While few high-rise developments are currently equipped for EVs, many provinces have updated condominium regulations for electric vehicle charging systems (EVCS). For example, the Condominium Authority of Ontario in 2018 sets out the approval and installation process if boards decide to install the EVCS or the condo owner requests the EVCS to be installed in their parking space. Due to the cost and complexity of installing the necessary infrastructure, most condo corporations take a hybrid approach, with the corporation overseeing the installation of the infrastructure and the owners assuming responsibility for the cost of their current EV station and connection.
MURBS first need to assess whether their buildings have the electrical infrastructure to enable residents to install a charger. They must undertake a load evaluation, consider hardware (EVCS, supply panels), labour, wiring, and load management.
A commercial level 2 (240v) charging station generally costs $5,000 to $10,000 to purchase and install and can wirelessly send information and monitor owner usage to management. In some provinces, government rebates and municipal incentives help MURBS make the electrical upgrades needed to be EV ready.
Options for condominiums and apartment towers could include EVCS for all of their parking spots or central charging areas that tenants can use at selected times or days.
In a study commissioned by Natural Resources Canada, various options were identified to help MURBS overcome infrastructure barriers taking into account the building’s unique parking and electrical system configurations, electrical capacity, budget, and the board’s or strata council’s level of involvement in managing the charging infrastructure over time. Already, community charging solutions have emerged that offer flexible pricing and control access (reservations and loitering penalties) to promote sharing among residents and visitors.

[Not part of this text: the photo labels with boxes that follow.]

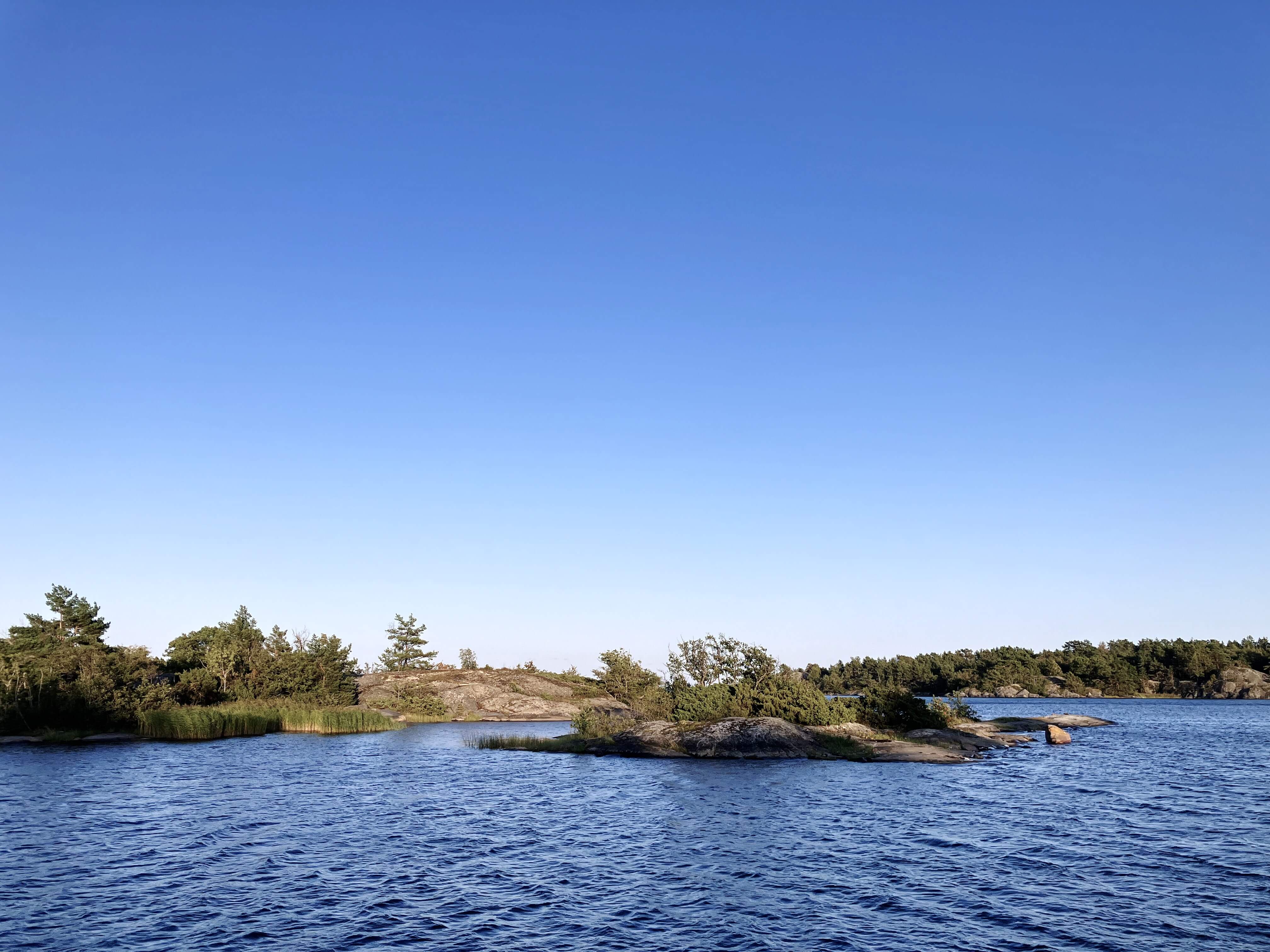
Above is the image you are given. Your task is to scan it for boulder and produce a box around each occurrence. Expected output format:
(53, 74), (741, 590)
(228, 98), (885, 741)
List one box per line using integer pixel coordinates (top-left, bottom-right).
(1205, 666), (1270, 701)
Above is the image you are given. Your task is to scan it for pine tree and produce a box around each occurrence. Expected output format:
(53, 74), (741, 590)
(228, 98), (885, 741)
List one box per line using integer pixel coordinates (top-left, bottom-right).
(9, 585), (111, 647)
(380, 614), (437, 672)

But having options to address some of the fundamental barriers is just the start. There is a need and an opportunity for the private sector to propose new business models to service the EVCS needs of MURBS, similar to the early days of cable TV when entrepreneurs came in to provide better TV service to everyone in these buildings.
There are many players who can step into this space including EV supply equipment providers, charging network operators, local electricity distribution utilities, electricity generation companies and system operators, not to mention residential property developers. Even automakers and dealerships may want to explore partnerships with property developers.

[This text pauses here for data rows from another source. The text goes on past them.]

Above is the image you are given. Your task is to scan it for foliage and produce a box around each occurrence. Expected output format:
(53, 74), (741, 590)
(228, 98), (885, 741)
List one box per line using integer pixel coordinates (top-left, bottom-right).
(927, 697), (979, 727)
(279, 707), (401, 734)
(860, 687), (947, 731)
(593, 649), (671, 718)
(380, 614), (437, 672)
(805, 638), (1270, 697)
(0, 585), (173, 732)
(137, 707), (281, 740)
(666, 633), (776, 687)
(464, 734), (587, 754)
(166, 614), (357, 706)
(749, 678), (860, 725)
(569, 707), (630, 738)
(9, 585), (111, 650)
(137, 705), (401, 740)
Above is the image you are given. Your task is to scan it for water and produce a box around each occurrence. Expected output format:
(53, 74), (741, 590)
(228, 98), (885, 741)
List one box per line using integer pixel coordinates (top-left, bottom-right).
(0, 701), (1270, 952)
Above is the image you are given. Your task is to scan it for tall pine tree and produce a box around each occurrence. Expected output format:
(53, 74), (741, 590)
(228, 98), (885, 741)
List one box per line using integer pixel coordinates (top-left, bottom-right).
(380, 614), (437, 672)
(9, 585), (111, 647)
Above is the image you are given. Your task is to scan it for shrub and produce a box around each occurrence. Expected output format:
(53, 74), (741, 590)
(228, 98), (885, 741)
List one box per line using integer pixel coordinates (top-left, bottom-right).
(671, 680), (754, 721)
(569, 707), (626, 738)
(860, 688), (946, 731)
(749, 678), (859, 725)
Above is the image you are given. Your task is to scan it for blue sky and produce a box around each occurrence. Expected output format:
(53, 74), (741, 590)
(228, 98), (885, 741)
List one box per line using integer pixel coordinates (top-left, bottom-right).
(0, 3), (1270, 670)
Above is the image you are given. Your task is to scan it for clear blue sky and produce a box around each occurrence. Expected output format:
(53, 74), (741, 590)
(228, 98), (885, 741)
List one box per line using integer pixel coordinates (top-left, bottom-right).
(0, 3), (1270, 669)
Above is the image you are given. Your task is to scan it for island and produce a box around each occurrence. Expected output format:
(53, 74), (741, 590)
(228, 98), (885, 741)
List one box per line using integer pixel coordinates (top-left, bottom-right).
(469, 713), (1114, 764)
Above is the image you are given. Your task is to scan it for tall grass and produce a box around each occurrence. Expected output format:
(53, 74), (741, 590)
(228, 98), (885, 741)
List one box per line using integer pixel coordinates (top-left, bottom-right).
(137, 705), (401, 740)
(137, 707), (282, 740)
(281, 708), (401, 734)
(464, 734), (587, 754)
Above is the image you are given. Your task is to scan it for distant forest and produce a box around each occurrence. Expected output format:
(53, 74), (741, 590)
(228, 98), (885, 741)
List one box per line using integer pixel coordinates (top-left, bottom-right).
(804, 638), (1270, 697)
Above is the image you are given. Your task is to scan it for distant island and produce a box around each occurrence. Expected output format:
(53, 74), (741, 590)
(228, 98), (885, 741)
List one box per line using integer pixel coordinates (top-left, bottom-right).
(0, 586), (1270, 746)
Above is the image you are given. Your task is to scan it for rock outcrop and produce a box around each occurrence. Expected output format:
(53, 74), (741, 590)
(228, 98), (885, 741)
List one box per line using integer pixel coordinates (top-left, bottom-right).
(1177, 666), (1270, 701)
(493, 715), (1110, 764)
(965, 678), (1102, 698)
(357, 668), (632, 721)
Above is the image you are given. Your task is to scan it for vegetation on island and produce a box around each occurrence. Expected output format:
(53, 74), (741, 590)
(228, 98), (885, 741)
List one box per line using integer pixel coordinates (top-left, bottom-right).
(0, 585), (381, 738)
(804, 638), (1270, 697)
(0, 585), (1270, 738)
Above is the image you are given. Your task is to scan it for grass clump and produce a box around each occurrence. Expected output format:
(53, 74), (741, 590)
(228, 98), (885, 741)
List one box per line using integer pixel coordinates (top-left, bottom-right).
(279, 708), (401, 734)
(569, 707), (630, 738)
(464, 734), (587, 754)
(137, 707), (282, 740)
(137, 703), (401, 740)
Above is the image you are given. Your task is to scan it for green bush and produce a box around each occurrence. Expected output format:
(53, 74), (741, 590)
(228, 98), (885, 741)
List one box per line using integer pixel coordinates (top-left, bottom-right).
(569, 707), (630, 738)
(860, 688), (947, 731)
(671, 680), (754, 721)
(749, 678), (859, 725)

Besides setting the framework for EV charging in their communities, municipalities have a direct role to play in reducing greenhouse gas emissions through their own energy usage. Many are opting for electric public fleets with specific charging requirements. In our 2022 Auto Survey, 88 per cent of Canadians agreed that cities and municipalities should invest in more green transport, such as electric buses or garbage trucks.
We are already seeing some Canadian municipalities take meaningful strides in this area. For example, the Toronto Transit Commission has 60 electric buses on the road, far exceeding the 10-15 of most other North American transit authorities. The police service in Windsor, Ont. will also start replacing its fleet with fully electric cars and install charging stations for both public and police use next year.